Airbus Ops Chief Resigns, Replaced by Tom Williams

Airbus Group on Tuesday announced the resignation of the no.2 at its planemaking unit, Chief Operating Officer Gunter Butschek, after 2-1/2 years in the role.

Butschek will be succeeded by Tom Williams, executive vice president in charge of Airbus programs, who will in turn be replaced by A350 program chief Didier Evrard, who has completed development of the company's newest wide-body jet.

In a letter to staff, Fabrice Bregier, chief executive of the main planemaking subsidiary of Airbus, paid tribute to Butschek and said the former Mercedes executive had "decided to pursue new opportunities outside of the company."

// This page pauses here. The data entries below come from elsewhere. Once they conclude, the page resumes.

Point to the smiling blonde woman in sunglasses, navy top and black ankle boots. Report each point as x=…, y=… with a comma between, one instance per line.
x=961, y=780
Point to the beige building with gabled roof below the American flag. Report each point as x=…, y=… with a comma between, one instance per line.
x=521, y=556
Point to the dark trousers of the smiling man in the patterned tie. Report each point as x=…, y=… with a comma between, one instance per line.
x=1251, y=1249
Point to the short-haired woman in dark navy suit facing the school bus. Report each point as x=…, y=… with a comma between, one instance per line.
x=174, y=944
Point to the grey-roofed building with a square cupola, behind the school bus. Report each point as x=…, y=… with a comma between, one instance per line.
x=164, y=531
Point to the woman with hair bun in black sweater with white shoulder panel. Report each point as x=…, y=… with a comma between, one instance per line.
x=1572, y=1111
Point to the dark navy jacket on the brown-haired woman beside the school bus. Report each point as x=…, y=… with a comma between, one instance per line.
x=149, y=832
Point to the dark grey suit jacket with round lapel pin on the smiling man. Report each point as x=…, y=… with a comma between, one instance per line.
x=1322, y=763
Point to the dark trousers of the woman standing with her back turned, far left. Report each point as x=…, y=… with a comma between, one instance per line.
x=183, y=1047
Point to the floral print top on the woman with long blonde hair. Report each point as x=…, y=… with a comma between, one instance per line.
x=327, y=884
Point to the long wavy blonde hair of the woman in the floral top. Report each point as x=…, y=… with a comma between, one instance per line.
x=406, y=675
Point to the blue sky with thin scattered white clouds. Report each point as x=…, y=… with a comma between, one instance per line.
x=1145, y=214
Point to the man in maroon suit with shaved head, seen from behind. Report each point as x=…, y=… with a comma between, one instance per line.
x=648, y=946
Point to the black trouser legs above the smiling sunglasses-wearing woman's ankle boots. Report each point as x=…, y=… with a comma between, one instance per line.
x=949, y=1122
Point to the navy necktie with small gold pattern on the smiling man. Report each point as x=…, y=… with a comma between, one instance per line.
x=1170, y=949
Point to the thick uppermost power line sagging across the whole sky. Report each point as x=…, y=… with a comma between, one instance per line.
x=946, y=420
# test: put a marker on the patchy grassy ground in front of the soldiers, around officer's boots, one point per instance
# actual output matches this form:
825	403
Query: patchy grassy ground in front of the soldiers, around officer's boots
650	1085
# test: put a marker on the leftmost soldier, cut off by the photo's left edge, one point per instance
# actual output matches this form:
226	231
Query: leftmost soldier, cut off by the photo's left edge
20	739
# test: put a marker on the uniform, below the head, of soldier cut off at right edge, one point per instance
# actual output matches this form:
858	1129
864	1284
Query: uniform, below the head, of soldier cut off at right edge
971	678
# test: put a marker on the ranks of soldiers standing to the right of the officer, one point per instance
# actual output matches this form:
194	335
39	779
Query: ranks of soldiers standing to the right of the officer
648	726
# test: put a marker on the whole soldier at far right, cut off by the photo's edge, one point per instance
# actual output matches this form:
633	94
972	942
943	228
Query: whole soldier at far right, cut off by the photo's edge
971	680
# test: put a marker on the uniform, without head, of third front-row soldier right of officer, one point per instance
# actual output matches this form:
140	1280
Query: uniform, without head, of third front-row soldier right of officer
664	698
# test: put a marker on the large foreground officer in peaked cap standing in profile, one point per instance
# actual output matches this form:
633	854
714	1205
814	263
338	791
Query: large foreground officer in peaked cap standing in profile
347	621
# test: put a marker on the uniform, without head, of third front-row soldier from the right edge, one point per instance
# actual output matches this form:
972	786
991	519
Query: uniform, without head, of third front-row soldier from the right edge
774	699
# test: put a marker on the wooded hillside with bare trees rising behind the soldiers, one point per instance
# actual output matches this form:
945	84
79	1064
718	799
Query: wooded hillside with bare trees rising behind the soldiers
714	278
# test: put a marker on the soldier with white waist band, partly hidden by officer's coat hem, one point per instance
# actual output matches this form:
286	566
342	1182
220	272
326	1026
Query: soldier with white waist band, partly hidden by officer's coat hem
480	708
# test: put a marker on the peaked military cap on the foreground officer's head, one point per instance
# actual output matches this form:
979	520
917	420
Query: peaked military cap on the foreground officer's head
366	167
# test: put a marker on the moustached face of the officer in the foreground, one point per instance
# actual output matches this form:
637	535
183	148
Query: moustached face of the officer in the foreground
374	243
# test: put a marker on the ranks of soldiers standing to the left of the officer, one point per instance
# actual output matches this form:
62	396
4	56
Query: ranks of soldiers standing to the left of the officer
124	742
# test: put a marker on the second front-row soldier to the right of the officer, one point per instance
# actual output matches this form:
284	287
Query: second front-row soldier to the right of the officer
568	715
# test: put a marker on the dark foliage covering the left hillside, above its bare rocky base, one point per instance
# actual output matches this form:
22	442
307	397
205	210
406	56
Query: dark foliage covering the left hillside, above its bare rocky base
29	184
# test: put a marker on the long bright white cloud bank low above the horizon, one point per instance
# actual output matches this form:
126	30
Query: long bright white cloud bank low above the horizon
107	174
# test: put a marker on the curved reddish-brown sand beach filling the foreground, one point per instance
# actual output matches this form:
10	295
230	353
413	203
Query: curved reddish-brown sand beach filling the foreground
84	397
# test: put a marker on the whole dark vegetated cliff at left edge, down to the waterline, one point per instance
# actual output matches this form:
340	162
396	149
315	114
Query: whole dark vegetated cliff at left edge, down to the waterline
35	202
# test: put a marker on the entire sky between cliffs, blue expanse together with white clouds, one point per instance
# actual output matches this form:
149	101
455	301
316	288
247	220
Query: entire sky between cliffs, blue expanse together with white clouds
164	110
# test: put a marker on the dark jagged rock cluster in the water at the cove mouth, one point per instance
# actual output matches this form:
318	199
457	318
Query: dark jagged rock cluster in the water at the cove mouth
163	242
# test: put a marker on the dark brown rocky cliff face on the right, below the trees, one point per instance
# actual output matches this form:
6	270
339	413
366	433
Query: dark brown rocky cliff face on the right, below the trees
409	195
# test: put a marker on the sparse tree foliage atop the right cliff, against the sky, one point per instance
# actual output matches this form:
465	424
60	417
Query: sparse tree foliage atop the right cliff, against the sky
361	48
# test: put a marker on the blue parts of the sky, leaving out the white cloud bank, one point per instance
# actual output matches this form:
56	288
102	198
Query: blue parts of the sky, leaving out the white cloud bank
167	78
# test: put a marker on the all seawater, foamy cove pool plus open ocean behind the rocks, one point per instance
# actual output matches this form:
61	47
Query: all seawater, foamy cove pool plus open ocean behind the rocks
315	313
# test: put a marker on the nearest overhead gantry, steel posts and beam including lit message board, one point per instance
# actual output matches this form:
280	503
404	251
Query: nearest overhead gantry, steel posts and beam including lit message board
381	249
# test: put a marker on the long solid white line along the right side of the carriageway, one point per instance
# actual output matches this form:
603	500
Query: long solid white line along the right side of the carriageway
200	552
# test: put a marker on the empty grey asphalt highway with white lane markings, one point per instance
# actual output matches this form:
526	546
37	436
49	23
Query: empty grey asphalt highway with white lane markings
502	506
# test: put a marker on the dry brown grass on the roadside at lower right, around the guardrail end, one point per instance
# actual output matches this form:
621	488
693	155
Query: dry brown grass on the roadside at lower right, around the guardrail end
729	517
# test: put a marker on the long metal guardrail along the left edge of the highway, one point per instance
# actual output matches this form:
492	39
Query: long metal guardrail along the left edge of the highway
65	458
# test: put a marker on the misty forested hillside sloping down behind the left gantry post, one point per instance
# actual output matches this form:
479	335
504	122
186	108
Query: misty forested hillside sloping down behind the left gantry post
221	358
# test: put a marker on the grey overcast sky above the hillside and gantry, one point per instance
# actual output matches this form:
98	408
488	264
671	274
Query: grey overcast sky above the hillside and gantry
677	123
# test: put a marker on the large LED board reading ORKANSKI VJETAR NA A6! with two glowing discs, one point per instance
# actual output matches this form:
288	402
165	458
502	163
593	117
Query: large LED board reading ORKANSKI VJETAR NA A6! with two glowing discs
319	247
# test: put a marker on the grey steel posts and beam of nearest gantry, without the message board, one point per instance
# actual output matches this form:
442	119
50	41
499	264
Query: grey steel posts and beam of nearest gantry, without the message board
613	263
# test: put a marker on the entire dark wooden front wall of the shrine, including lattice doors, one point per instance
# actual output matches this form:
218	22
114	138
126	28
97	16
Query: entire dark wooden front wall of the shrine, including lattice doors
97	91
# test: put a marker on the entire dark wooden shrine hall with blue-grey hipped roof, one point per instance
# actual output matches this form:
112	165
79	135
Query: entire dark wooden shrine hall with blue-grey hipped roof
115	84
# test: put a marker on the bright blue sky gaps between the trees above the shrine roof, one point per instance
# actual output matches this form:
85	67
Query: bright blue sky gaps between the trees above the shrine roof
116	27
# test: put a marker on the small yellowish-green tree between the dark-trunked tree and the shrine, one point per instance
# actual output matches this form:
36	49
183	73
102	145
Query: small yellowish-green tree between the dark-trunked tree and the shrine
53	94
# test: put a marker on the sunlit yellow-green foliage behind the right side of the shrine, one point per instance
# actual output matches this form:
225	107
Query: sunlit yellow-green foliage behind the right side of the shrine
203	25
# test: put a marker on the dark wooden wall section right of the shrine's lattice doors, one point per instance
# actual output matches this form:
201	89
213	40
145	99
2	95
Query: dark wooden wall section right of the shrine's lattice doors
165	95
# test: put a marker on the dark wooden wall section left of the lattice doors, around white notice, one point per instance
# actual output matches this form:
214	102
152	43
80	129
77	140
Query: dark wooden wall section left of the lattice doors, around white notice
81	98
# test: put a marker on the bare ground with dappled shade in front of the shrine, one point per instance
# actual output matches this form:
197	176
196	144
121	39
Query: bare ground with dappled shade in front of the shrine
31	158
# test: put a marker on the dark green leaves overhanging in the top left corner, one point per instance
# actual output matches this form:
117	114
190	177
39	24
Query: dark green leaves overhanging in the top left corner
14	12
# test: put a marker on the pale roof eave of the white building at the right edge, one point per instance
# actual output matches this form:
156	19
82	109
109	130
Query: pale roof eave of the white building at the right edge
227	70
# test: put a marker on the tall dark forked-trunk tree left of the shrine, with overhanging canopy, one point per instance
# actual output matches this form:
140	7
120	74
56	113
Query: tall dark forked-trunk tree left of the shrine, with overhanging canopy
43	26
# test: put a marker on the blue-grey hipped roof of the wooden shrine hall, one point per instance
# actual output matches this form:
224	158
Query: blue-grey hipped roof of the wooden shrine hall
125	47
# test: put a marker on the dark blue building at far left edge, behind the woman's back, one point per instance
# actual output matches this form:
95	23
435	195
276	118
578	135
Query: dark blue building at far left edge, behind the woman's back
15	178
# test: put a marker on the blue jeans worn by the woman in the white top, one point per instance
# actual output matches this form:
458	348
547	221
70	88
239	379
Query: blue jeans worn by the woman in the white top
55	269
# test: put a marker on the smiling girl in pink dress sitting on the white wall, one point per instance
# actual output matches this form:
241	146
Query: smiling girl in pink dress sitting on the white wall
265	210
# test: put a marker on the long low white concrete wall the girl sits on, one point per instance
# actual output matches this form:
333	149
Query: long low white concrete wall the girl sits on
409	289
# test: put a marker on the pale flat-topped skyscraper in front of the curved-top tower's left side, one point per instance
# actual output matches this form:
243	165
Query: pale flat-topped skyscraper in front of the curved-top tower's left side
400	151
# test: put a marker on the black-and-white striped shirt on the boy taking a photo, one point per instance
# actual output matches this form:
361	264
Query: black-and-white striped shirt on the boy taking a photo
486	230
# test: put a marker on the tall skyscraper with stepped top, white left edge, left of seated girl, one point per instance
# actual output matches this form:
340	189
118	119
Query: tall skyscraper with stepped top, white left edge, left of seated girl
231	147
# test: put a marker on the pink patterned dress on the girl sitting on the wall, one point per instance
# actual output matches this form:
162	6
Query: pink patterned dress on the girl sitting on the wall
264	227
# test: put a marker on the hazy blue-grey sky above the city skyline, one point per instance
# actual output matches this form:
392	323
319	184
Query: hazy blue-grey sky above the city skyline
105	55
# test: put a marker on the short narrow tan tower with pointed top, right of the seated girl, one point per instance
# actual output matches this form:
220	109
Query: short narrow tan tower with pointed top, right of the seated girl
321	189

Airbus shares closed up 1 percent at 40.965 euros. Analysts said the reshuffle was not related to the fallout from a chaotic investor forum that hit Airbus shares last week.

Butschek joined Airbus in 2011 and became chief operating officer of the planemaking business in June the following year.

He was credited with expanding the use of car industry techniques in Airbus, a trend expected to continue under Klaus Richter, a former BMW executive who remains in charge of procurement for the overall group but is promoted with Williams to the group executive committee.

Despite this, aerospace industry sources say Butschek had not established himself as part of the planemaker's inner circle. A person close to him said he had left of his own volition. Butschek was not immediately available for comment.

Williams, 62, is an aerospace veteran who began on the shop floor with Rolls-Royce and held senior roles on the Eurofighter with BAE Systems, before transferring in 2000 to Airbus, in which BAE then had a stake.

He has a reputation as a tough but effective troubleshooter and led the planemaker's response to the discovery of cracks in components of the wings of the A380 superjumbo jets in 2012.

"Whenever anything goes wrong, Tom is the go-to man," a former senior colleague said.

Williams, who began as an apprentice in his native Scotland, once told Reuters: "There is the official factory floor and the real factory floor; you have to know both."

The changes mean the A350, due to be delivered to Qatar Airways next week, will be reintegrated into the rest of Airbus as it shifts towards a production phase.

Given the risks of building its first mainly carbon-composite airliner, and anxious not to repeat mistakes by rival Boeing in producing the 787 Dreamliner, Airbus had placed the project under a separate team led by Evrard, a Frenchman who successfully ran Europe's Storm Shadow cruise missile project.